Hot Metal Bridge

Current Issue : Number Twenty-Five

The Remembering

BY SHERRIE FLICK

The little dog and the sun. The chair and the coffee cup. The basket and the decorative gourds. The cat and the scratching of the braided rug. The space heater and the little red button. The books and their spines, stretching. The yoga mat. Pillows.

The rain clouds and the settling gloom. The garden with rivulets running through. The shed. We don’t talk about the shed. The little dog, sniffing. The tangled mess of morning glories, blue and purple. The neighbor and his back surgery. The oxycotin. The handicap parking sign and the yelling. Everybody yelling about the parking on the street.

The little dog and its leash. The walk and the playground. The slide and the swings. Midnight and the moon and swinging out toward the city view. We don’t talk about what happened on the swings.

The little dog and his jangling tags.

The city and its fools. The sidewalks and all the steps. Steps to the bar, steps to the restaurant. The ordering and the bad service. The next round and the too-red cherries. The soggy napkin.

The cat and its climbing to the top of the chair. The purring. The night, settled in for good. The smell of wood-burning stove. The creaking steps and the bed. The loneliness and the bed. The sheets pulled up tight to the chin and the sadness. The dreams.

In the morning the coffee. The coffee and the milk. The cupping of the cup, the sipping.

The bike and the riding. The market and the eggplant. The sun and its slanting across autumn in the city. Dusk. Friends and their arriving. The talk. The creaking of the oven’s door. The eggplant and dinner. The corkscrew and dinner. The plates and dinner. A toast.

The hand and the knee it squeezes under the table. A look and the feet touching, tapping. The feet and the port pouring generously around the table. The drunken slurping. The knee nudging. But then. Everyone out into the night.

The full moon and its rising. The cold air and the funnels of steam from mouths. The breathing into the night, the folding of arms. The standing, staring, watching in the night. The candles and their smoky snuffing. The dirty dishes and the stack of used napkins. The silverware in shambles, like a rusty car in a field.

The endless, endless thinking it through. The one red earring abandoned on the bathroom floor. The floor and its need for cleaning. Everything, really. Needing something.

The book, again, and its comfort. The book, snug under her arm, and the dog trailing behind, up the stairs with one snip of scotch, to the bed with its rumpled sheets and the small bedside light and its yellow-green glow. The little dog and its circles into the comforter until he’s a little hyphen wound tight. The cat snoring in the wicker basket. The moon somewhere out there.

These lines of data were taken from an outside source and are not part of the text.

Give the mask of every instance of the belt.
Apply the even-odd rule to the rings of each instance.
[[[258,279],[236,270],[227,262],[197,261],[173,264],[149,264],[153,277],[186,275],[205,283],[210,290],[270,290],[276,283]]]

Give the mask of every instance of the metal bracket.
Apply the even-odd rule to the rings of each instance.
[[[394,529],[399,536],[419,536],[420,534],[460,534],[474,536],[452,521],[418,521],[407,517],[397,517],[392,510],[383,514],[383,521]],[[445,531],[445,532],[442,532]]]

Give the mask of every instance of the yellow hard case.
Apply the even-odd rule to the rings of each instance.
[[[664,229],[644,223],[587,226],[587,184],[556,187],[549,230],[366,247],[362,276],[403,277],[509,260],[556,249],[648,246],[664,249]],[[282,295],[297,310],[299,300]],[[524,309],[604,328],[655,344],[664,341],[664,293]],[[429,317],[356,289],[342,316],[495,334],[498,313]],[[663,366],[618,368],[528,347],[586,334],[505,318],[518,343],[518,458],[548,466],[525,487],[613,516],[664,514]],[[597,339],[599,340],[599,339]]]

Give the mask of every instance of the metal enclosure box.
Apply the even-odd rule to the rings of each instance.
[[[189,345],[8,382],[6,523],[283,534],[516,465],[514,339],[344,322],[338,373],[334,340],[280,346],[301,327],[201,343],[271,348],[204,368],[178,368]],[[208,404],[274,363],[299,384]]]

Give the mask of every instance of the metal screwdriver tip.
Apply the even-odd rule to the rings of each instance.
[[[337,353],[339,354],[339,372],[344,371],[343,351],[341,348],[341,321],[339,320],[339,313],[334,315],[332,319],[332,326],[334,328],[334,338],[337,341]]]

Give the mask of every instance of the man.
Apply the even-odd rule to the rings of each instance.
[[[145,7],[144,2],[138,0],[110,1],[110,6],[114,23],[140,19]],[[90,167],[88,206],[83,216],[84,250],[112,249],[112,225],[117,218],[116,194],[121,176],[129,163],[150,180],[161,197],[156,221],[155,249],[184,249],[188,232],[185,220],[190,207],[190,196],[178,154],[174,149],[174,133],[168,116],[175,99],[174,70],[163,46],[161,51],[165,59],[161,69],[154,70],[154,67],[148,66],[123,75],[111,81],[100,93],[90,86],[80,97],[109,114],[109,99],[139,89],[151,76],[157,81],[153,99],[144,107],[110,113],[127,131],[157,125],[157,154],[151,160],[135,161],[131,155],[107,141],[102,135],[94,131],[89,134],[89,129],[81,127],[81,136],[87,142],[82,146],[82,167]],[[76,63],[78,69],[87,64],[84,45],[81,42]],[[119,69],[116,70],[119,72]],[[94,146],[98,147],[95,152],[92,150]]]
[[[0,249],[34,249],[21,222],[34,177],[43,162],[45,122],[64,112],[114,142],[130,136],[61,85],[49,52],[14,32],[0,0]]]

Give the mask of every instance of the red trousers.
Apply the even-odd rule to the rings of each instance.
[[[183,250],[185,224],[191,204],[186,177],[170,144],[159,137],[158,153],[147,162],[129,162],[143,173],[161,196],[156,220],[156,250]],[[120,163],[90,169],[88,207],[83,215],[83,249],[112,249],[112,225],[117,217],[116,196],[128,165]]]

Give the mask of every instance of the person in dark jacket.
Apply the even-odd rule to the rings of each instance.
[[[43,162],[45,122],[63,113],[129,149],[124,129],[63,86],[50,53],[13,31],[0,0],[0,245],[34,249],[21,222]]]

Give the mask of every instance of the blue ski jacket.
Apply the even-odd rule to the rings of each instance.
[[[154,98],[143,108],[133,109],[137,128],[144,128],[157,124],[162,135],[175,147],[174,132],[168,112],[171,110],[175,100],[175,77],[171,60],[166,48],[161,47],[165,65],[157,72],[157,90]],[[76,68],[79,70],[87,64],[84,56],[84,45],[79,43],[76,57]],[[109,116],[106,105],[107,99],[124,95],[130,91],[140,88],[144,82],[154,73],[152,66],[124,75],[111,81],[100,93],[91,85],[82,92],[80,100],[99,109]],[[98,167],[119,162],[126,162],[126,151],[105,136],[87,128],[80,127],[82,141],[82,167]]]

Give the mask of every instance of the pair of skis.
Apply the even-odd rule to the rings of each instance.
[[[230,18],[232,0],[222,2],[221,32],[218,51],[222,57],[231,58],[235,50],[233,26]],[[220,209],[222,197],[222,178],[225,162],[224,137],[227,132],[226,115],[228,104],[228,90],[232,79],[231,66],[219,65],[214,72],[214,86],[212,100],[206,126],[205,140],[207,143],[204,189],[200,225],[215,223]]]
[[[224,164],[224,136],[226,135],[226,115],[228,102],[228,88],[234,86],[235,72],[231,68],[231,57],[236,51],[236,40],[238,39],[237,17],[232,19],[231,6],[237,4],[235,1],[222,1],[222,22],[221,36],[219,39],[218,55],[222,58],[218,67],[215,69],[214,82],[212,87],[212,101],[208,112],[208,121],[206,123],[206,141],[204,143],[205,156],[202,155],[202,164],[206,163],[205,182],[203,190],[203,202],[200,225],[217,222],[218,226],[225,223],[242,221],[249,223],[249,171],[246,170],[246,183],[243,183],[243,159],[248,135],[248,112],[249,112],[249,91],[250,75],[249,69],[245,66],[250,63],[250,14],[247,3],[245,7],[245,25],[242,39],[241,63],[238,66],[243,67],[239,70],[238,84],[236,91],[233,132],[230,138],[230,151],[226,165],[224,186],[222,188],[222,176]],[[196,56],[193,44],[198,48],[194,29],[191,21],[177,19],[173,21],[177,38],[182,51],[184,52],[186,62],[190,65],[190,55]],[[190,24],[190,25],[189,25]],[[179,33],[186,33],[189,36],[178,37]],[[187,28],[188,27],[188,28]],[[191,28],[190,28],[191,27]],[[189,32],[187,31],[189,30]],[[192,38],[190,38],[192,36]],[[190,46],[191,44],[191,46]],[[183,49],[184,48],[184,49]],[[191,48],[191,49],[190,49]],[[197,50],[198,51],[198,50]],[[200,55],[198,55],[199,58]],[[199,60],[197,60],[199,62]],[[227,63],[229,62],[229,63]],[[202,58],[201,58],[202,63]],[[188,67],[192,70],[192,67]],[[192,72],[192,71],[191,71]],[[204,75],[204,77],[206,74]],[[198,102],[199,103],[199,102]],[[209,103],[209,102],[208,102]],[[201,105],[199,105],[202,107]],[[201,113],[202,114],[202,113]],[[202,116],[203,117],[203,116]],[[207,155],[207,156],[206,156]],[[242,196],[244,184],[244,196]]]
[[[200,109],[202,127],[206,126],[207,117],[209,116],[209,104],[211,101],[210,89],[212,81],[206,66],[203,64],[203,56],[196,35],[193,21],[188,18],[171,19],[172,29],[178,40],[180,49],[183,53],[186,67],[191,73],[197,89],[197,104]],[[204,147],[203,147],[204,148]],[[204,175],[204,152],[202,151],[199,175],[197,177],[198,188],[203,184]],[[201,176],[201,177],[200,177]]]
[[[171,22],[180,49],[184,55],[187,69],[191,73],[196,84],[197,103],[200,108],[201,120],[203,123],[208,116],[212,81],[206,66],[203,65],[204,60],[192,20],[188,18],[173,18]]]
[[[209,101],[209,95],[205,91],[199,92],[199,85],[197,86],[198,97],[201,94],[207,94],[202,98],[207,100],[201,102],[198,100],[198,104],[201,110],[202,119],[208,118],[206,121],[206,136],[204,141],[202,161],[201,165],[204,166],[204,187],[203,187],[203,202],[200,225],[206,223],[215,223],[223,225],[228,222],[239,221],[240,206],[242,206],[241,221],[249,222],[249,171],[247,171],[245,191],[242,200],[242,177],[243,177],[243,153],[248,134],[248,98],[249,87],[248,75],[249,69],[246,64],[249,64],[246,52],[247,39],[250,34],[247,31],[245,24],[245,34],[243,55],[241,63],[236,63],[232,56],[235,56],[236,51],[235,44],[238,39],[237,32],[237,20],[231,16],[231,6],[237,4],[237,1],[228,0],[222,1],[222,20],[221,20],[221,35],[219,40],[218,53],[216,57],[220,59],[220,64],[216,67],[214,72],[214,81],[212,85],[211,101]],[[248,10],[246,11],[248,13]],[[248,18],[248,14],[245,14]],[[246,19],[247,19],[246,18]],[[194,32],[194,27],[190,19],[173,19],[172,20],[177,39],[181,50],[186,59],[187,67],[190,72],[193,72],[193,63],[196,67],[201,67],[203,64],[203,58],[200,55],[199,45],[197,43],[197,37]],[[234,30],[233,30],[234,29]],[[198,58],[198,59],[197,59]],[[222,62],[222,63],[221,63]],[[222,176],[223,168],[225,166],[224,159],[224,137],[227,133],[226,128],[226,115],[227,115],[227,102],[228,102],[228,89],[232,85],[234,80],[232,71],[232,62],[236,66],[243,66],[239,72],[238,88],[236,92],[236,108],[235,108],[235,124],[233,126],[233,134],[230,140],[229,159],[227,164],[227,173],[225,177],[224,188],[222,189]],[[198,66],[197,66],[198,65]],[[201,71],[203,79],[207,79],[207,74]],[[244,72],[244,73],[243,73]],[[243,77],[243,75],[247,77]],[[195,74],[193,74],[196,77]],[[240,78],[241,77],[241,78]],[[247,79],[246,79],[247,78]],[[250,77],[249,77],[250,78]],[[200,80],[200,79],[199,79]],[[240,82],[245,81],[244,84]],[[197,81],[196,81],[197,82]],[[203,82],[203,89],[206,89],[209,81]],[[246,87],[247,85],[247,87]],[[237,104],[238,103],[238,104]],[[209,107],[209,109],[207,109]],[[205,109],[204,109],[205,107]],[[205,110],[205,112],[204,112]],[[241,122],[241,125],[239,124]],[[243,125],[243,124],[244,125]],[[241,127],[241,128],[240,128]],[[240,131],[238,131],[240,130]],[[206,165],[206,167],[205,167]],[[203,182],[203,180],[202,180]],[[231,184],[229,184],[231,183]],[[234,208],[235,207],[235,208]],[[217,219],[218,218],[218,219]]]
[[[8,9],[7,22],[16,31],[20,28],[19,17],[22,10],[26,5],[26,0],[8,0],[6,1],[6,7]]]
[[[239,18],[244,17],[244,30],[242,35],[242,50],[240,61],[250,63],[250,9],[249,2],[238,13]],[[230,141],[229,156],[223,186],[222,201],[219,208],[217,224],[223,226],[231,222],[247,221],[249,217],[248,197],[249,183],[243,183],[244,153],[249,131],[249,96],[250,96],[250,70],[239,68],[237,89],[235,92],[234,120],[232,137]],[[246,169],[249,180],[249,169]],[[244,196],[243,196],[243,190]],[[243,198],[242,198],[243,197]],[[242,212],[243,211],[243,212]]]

The pages and their turning. The clicking of the switch, a hint of the moon’s glow in the corner. The sinking deep into the bed, pulling and covering and waiting. The sleep pulled down like a blind that will snap free. Pop. The sigh and the remembering.

There’s more. Breakfast and affairs and running in the park and stuffing the suitcase full and the opening and closing of the shed door. The swings, the remembering. Always, the remembering, the memory. Always, it is the thing.